Prefeito do Rio no início do século passado, Pereira Passos não mediu consequências  para transformar uma cidade que ele e a sociedade da época reconheciam como insalubre  e exposta a toda sorte de doenças e epidemias. Saiu marretando tudo o que via pela frente, expulsando muita gente do caminho. Em grande parte, foi o responsável, dizem os especialistas, pelo surgimento dos morros, já que não é possível imaginar que pessoas se deterioram de uma hora para outra. Elas precisam morar. E, quando são excluídas da paisagem, fatalmente vão criar derivas, buscar uma forma de continuar sobrevivendo,  mesmo à margem.

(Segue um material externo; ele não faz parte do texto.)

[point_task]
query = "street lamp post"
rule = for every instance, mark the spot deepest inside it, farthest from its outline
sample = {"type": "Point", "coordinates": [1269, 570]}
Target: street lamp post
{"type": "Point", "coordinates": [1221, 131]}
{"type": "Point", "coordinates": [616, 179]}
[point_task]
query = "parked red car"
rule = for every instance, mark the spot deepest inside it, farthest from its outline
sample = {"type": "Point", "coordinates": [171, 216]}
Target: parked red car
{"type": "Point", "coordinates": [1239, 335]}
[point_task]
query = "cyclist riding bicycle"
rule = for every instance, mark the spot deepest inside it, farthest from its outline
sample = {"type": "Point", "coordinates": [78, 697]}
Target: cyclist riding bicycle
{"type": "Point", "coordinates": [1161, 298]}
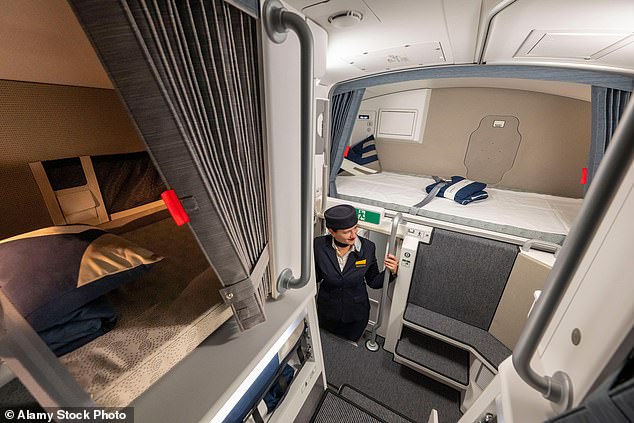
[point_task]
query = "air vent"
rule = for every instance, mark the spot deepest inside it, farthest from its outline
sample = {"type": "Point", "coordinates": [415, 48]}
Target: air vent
{"type": "Point", "coordinates": [345, 19]}
{"type": "Point", "coordinates": [419, 54]}
{"type": "Point", "coordinates": [582, 45]}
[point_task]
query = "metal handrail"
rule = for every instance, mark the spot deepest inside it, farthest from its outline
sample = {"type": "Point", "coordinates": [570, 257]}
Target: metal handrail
{"type": "Point", "coordinates": [371, 343]}
{"type": "Point", "coordinates": [277, 21]}
{"type": "Point", "coordinates": [550, 247]}
{"type": "Point", "coordinates": [613, 168]}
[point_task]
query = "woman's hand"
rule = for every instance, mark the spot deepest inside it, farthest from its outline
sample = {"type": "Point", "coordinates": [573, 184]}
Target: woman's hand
{"type": "Point", "coordinates": [391, 263]}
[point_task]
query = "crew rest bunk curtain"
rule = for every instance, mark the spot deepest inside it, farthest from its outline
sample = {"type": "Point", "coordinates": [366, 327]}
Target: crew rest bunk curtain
{"type": "Point", "coordinates": [188, 74]}
{"type": "Point", "coordinates": [608, 105]}
{"type": "Point", "coordinates": [344, 108]}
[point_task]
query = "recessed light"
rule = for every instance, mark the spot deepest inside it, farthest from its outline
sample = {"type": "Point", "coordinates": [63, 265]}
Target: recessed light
{"type": "Point", "coordinates": [345, 19]}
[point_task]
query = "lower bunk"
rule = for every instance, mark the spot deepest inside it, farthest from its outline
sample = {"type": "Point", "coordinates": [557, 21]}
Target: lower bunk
{"type": "Point", "coordinates": [521, 214]}
{"type": "Point", "coordinates": [166, 302]}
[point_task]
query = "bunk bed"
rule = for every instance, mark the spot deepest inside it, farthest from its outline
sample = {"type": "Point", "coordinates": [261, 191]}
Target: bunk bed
{"type": "Point", "coordinates": [162, 313]}
{"type": "Point", "coordinates": [523, 214]}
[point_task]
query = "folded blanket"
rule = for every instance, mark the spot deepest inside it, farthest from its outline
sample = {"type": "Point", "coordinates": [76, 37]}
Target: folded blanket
{"type": "Point", "coordinates": [80, 326]}
{"type": "Point", "coordinates": [460, 190]}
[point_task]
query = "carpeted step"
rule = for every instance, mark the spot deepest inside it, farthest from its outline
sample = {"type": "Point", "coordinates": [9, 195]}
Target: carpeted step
{"type": "Point", "coordinates": [372, 405]}
{"type": "Point", "coordinates": [336, 409]}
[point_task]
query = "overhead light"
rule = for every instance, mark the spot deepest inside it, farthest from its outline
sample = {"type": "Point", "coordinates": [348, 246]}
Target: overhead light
{"type": "Point", "coordinates": [345, 18]}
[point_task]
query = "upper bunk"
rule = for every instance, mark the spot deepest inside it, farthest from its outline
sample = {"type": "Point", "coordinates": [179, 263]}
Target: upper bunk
{"type": "Point", "coordinates": [496, 94]}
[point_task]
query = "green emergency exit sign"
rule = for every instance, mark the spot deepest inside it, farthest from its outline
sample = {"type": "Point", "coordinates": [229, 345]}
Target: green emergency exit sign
{"type": "Point", "coordinates": [368, 216]}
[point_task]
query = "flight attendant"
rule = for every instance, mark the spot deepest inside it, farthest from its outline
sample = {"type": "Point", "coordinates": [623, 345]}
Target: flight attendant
{"type": "Point", "coordinates": [344, 264]}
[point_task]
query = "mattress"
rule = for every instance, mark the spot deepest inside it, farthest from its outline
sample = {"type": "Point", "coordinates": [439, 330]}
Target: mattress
{"type": "Point", "coordinates": [163, 316]}
{"type": "Point", "coordinates": [524, 214]}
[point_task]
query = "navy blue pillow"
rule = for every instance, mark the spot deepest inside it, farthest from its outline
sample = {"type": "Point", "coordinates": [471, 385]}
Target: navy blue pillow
{"type": "Point", "coordinates": [461, 190]}
{"type": "Point", "coordinates": [364, 152]}
{"type": "Point", "coordinates": [52, 272]}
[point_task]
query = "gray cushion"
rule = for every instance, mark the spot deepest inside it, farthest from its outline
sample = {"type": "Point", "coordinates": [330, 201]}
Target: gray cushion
{"type": "Point", "coordinates": [482, 341]}
{"type": "Point", "coordinates": [462, 276]}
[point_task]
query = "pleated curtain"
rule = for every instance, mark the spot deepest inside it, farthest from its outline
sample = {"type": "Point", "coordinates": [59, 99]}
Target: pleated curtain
{"type": "Point", "coordinates": [344, 109]}
{"type": "Point", "coordinates": [188, 74]}
{"type": "Point", "coordinates": [608, 104]}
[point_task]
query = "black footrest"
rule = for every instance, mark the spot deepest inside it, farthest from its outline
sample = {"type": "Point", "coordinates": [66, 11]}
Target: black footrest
{"type": "Point", "coordinates": [434, 354]}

No caso do Morro da Providência, a solução encontrada pela Prefeitura foi construir uns apartamentos à beira da ferrovia para abrigar os desabrigados. Problema número um: a decisão foi tomada de maneira vertical, de cima para baixo, a população não se sentiu ouvida. Problema número dois: o lugar dessas novas construções é mesmo muito pouco agradável, principalmente levando em conta que o Morro da Providência, depois da pacificação, ficou bom de se morar, com uma paisagem de dar inveja. Sair dali para viver com barulho de trem nos ouvidos é uma decisão difícil.

É claro que todo mundo quer a cidade mais bonita. Mas, será que não dá para começar, por exemplo, deixando-a mais limpa?  Cadê a coleta seletiva, o transporte mais eficiente? Como deixar ruas alagáveis a qualquer gota de chuva? Onde estão as árvores, que a cada dia que passa são mais cortadas, também excluídas da paisagem? A iluminação das ruas pode ser melhor, inclusive nas ruas da Zona Norte.  E as praças? Já repararam como estão cada vez mais cimentadas? São decisões administrativas  que exigem cuidado, dinheiro, e dão pouca visibilidade, que pena…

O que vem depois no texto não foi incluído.